The degree-based topological indices can be computed by using the degrees of end vertices of the coordination nanosheet. We denote it by $C\left[m,n\right]$, where $m$ denotes the number of hexagons in each row and $n$ denotes the number of hexagons in each column. Chemical graph of $C\left[m,n\right]$ has successive columns of hexagons (${\mathrm{C}}_6$) and triangles (${\mathrm{C}}_3$). We partition the edges of the graph according to the degrees of the end vertices.
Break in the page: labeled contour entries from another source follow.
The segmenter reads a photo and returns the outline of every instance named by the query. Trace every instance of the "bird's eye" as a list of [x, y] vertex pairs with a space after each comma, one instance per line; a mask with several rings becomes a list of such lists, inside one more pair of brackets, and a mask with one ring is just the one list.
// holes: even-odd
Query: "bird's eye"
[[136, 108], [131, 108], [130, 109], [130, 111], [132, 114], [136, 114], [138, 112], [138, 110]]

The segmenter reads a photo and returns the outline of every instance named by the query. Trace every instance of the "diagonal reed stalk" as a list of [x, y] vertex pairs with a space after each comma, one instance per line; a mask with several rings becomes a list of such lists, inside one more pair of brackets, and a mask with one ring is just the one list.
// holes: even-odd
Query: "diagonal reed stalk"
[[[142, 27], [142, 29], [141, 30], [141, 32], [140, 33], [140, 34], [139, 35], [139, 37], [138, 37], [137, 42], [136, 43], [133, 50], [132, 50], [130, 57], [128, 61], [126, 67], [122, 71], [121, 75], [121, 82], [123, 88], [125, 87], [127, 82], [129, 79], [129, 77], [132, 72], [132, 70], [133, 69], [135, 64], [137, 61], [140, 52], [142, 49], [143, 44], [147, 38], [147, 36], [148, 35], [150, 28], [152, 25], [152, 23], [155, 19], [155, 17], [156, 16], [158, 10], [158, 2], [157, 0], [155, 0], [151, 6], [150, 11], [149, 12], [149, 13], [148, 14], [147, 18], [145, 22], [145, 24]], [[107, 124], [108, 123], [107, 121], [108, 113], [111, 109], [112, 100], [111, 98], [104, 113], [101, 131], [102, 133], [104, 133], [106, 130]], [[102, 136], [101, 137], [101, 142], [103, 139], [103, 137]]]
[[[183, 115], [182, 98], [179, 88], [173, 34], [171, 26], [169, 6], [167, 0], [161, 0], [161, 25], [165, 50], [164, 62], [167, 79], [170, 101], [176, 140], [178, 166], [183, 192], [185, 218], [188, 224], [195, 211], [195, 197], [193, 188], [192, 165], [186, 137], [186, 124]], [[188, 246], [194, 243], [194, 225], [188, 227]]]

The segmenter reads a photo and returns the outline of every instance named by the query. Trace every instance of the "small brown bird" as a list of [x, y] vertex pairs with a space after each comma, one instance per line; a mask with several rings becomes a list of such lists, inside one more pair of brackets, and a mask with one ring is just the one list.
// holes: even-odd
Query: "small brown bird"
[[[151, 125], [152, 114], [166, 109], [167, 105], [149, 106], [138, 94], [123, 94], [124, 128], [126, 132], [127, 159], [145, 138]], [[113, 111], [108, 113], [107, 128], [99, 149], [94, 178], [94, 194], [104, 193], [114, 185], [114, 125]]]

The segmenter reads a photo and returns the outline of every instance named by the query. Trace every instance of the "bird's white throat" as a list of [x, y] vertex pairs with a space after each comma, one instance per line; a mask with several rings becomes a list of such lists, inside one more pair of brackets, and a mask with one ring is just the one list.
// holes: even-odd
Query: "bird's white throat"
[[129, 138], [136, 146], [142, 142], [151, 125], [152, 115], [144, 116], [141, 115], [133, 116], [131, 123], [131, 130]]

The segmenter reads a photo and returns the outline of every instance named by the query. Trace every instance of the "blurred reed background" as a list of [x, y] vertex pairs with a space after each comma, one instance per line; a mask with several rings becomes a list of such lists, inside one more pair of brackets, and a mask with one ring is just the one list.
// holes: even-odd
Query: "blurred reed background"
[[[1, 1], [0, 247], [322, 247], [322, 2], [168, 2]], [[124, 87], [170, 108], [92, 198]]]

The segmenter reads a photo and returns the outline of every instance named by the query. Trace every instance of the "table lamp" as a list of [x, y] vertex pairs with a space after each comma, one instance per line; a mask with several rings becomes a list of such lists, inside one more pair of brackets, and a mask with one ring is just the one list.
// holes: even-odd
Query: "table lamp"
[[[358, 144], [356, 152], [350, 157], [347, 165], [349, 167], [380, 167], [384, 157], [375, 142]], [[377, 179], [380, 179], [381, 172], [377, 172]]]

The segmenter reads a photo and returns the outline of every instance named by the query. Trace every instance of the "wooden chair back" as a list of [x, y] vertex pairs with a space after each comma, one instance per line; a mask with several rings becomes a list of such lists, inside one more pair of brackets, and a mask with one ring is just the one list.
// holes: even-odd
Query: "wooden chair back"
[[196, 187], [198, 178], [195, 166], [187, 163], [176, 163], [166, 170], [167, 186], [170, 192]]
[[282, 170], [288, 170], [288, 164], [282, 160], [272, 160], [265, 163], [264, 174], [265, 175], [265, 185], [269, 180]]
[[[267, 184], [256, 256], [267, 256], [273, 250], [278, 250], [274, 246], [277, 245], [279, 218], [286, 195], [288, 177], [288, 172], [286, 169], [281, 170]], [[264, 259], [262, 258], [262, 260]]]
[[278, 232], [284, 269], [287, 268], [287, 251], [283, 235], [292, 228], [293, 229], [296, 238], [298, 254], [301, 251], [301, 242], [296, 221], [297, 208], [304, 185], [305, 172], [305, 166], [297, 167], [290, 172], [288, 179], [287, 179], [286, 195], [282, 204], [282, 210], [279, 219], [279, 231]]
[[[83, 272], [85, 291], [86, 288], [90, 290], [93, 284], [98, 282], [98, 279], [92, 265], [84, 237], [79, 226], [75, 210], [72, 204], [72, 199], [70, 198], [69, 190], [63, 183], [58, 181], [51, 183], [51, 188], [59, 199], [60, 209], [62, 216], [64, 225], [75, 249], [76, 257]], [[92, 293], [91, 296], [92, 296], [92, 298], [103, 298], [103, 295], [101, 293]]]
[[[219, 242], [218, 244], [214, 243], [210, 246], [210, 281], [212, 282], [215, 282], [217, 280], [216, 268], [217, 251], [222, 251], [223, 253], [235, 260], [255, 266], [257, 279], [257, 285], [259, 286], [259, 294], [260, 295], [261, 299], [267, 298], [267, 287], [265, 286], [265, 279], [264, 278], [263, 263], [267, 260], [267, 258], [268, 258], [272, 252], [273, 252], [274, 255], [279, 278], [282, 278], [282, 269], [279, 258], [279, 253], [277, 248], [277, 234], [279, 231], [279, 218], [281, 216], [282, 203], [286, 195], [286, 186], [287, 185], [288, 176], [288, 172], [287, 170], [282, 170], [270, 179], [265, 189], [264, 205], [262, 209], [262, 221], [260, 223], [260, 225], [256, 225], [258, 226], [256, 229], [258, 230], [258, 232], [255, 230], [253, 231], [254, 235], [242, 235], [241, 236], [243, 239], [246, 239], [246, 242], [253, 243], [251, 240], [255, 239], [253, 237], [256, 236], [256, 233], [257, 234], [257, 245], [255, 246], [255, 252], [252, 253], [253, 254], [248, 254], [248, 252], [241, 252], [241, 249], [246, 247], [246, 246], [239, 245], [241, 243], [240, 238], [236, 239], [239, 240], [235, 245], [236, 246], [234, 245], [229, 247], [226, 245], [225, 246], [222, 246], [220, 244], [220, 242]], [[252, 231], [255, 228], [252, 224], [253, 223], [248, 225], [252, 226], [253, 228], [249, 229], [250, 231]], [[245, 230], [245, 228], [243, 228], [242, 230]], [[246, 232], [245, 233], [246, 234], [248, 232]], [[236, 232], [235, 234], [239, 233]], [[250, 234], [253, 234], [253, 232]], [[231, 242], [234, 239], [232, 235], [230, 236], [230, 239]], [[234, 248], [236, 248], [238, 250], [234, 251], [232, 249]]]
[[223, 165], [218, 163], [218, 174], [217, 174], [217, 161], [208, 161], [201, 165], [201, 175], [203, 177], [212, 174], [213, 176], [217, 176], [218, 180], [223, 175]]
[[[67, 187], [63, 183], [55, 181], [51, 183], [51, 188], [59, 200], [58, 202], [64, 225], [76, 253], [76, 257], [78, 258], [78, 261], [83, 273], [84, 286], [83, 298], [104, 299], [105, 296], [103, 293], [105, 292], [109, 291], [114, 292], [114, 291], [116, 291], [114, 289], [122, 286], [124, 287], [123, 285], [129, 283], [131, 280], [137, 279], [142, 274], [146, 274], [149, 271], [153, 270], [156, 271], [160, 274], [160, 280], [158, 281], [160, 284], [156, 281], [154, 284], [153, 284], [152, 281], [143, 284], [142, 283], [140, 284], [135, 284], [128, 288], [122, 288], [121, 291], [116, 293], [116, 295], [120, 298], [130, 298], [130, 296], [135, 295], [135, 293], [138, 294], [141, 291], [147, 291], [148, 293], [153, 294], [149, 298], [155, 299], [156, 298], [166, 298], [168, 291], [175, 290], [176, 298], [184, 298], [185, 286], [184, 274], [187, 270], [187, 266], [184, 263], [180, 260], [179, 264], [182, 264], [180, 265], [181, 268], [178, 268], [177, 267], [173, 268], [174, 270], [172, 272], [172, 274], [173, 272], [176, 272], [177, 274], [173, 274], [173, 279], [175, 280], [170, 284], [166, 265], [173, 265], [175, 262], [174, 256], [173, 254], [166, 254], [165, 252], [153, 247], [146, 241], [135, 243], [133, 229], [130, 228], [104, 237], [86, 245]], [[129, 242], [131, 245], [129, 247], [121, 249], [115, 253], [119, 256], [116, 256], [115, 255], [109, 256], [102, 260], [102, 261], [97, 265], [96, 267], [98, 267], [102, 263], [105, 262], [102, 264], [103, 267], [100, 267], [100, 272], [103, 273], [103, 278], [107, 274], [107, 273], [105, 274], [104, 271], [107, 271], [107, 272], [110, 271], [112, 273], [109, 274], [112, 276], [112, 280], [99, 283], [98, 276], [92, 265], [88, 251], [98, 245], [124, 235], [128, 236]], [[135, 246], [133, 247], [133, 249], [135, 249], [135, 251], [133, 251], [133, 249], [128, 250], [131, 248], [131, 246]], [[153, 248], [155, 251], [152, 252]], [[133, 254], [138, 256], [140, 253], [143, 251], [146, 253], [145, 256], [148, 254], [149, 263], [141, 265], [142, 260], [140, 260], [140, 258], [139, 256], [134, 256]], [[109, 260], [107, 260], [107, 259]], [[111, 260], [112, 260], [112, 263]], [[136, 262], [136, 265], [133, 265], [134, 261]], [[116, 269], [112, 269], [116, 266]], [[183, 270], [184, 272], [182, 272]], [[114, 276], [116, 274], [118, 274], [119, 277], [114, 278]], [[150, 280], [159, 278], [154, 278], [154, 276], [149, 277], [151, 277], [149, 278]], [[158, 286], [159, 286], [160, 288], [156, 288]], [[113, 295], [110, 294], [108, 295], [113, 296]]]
All vertices having degrees according to edges connected with the respective vertex are computed as 2, 3, and 4. Here we have five different types of edges whose end vertices have a degree (2,2), (2,3), (3,3), (3,4), and (4,4), symbolically denoted by $E_{\left(2,2\right)}$, $E_{\left(2,3\right)}$, $E_{\left(3,3\right)}$, $E_{\left(3,4\right)}$ and $E_{\left(4,4\right)}$, respectively. Total number of edges computed of the type $E_{\left(2,2\right)}$, $E_{\left(2,3\right)}$, $E_{\left(3,3\right)}$, $E_{\left(3,4\right)}$ and $E_{\left(4,4\right)}$ are 4, $4n$, $4m-6$, $4m+2n-6$ and $6mn-6m-7n+7$, respectively. All of these results are summarized in

Table 1. Edge partition of coordination nanosheet $C\left[m,n\right]$.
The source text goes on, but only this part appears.